Four survivors of Russian plane crash in Afghanistan in ‘good health’ says Taliban

KABUL (Reuters) – Four survivors of a crash in northern Afghanistan of a charter plane on its way to Moscow were in good health, the Taliban administration said on Monday.

It also said that the bodies of two passengers killed in the accident were being moved to the Afghan capital from the remote crash site.

Russian aviation authorities said on Sunday the plane with six people thought to be on board disappeared from radar screens over Afghanistan on Saturday night and Afghan police said they had received reports of a crash in mountainous Badakhshan province.

“Four people from the crashed plane in Badakhshan were transferred to Kabul, the medical and rescue teams of the Ministry of Aviation and the Ministry of Defence have provided them with first aid,” Taliban administration spokesperson Zabihullah Mujahid said in a statement.

Video footage released by Mujahid’s office showed the four men, some of whom had bruising visible on their faces and one with blood stains on his clothes, stepping off a helicopter with Taliban officials clad in winter jackets.

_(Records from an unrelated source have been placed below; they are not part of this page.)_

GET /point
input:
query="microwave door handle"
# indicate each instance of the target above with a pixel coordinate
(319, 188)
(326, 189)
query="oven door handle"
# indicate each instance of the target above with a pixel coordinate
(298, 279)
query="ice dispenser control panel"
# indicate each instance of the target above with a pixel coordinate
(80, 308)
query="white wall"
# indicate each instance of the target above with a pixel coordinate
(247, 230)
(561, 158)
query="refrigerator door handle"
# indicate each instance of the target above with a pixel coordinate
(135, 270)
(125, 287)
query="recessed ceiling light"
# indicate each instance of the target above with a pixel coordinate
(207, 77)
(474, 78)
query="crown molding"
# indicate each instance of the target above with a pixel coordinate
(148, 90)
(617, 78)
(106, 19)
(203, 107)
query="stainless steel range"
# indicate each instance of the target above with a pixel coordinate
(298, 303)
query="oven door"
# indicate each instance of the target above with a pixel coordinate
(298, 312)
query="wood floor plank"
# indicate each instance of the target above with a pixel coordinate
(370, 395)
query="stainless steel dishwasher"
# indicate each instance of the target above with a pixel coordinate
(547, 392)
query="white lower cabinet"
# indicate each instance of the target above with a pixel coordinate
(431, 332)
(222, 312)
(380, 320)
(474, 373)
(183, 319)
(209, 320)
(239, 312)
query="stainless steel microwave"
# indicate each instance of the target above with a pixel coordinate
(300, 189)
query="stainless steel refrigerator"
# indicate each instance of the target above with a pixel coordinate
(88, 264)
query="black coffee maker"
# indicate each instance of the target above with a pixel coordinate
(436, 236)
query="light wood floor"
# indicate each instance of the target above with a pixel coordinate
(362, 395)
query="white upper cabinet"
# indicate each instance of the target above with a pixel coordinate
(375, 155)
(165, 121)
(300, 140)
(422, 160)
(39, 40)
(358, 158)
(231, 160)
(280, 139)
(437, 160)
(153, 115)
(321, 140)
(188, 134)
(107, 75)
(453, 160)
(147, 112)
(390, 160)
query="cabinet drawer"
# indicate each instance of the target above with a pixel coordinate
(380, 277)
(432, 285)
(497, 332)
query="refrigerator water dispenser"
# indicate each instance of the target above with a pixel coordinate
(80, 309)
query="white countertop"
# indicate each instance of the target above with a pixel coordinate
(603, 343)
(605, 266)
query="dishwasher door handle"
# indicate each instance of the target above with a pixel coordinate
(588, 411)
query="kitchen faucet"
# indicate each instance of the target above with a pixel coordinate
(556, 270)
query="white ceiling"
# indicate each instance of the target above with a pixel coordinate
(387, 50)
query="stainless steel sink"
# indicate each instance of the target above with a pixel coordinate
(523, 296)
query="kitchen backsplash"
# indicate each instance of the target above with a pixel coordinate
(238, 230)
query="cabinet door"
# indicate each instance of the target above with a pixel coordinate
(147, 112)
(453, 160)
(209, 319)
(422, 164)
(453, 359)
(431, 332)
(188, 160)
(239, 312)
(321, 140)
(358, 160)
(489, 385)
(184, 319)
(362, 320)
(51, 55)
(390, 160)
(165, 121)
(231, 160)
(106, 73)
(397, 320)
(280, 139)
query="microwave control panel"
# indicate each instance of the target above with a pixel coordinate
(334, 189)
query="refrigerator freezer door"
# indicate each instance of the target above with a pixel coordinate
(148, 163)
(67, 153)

The video showed an unnamed Taliban official saying the health of the survivors was good.

“Alhamdulillah (praise be to God) last night we found that place (the crash site), a total of six people were in the plane, four of them are alive and two are dead,” he said, adding that the bodies had been transferred to the northern provincial city of Fayzabad and were being brought to Kabul.

The flight that crashed had been carrying out a private medical evacuation from Thailand’s Pattaya, a popular tourist destination for Russians, to Moscow, Russian state-run TASS news agency reported, citing the Russian embassy in Bangkok.

About 25 minutes before the plane vanished from radar screens, the pilot warned that fuel was running low and that the plane would try to land at an airport in Tajikistan, Russian news outlet SHOT reported, citing an unnamed source.